Isaac had his first haircut over the weekend. We felt both kids' hair had grown too long and it was time to tidy them up. And children with neat hair get more Ang Pows (Red Packets) during Chinese New Year (my theory).
As with any simple family chore like a kids' haircut, the browns have to turn it into an event. Four of us trooped into the neighbourhood hair salon — Mommy and Daddy, Faith and Isaac. Daddy was armed with his 1.3 Megapixel camera phone.
We brought them to the hairdresser downstairs. This was an HDB neighbourhood hair salon that was a six-seater, with complete facilities, and a very roomy interior. Run by a grand total of one person, the proprietor. You could hear echoes in the shop.
It was not what you would call a posh Toni & Guy kind of place, more like Toni & No Guy. Its latest upgrade was a multimedia retrofit — the ancient 14-inch TV set is now hooked up via a very long cable running up to the ceiling, to a proper SCV cable point located upstairs, instead of just using a portable antenna like before. Wah, clear Channel 8 signal, instead of snowy one.

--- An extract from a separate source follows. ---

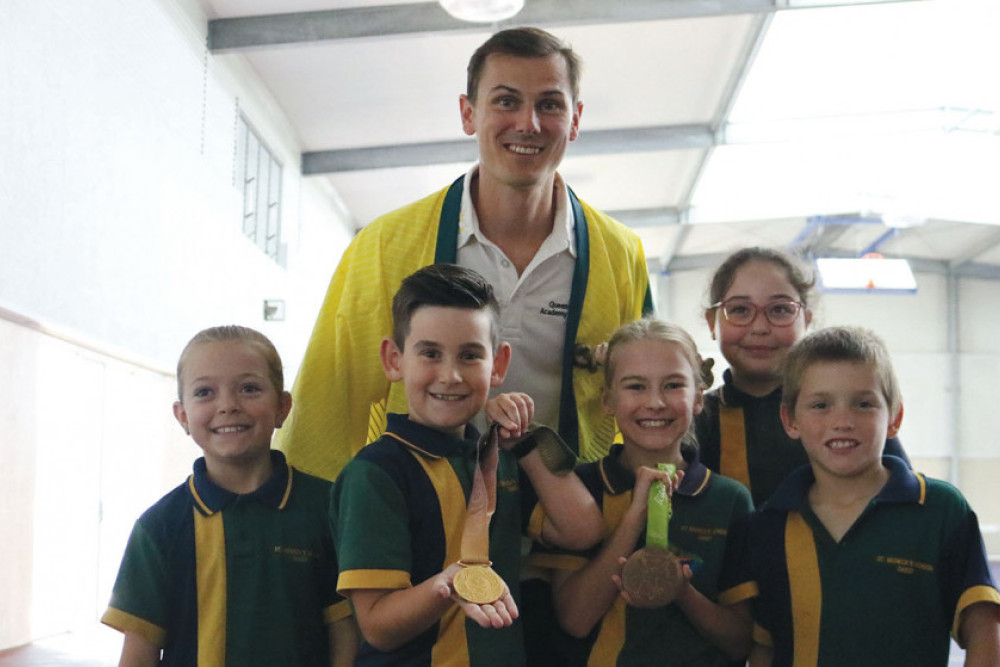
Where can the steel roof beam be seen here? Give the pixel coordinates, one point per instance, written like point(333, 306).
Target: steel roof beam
point(248, 32)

He kept still, mostly, but we still had to hold him down a few times so that the hairdresser could cut his hair and not his head. He was sometimes distracted by the hairdresser's 7-year-old son, who was running around and playing in the shop. Isaac is a baby who squirms even when we are changing his diaper, so this cooperation was quite welcome.
When Isaac's makeover was done, he looked like a young punk. I think the short hair made him look even more mischievous. But 15 months without a haircut was just unacceptable, so the locks had to go. And I hear hair gel, Brylcreem (the official PAP hair cream: "it's white colour and gives you full control"), and clay can be very harsh on baby hair.
Faith was next. She was a little harder to handle. She spent the first minute chewing on the blue sheet, and later tried to remove the sheet, because she wanted out. Maybe she only wanted top male stylists to touch her hair. Either that, or the feeling of being wrapped in some alien material and forced to sit on a plank, while looking at the reflection of a strange woman running a sharp object over your head, was just a little too much for her.
In the end, the hairdresser had to cut her hair without the sheet, leading to hair falling all over her bib and top.
Then the hairdresser tried to use the motorised hair-clipper, before I had a chance to say. "My autistic daughter will get frightened by that whirring sound." But the sound of the clipper drowned out my warning, and as I predicted, Faith got upset, even more fidgety, and determined to get out of this gig. She stuck her fingers into her ears to shut the sound out, even after the hair-clipper was turned off. That made my wife and me very amused, and of course proud of our little girl for responding appropriately to loud sounds that annoy her.
The hairdresser did manage to cut her hair, although it was not Haute Couture or award-winning material. At least it got her hair away from her eyes. I decided to get my hair cut too, so Mommy took the kids back upstairs, while I stayed behind for my Cut and Wash. I got a nice shoulder massage too. The only peeve I had was the extra $2 I had to pay for the traditional Chinese New Year Hairdresser Markup. I suppose even hairdressers have to give Ang Pows.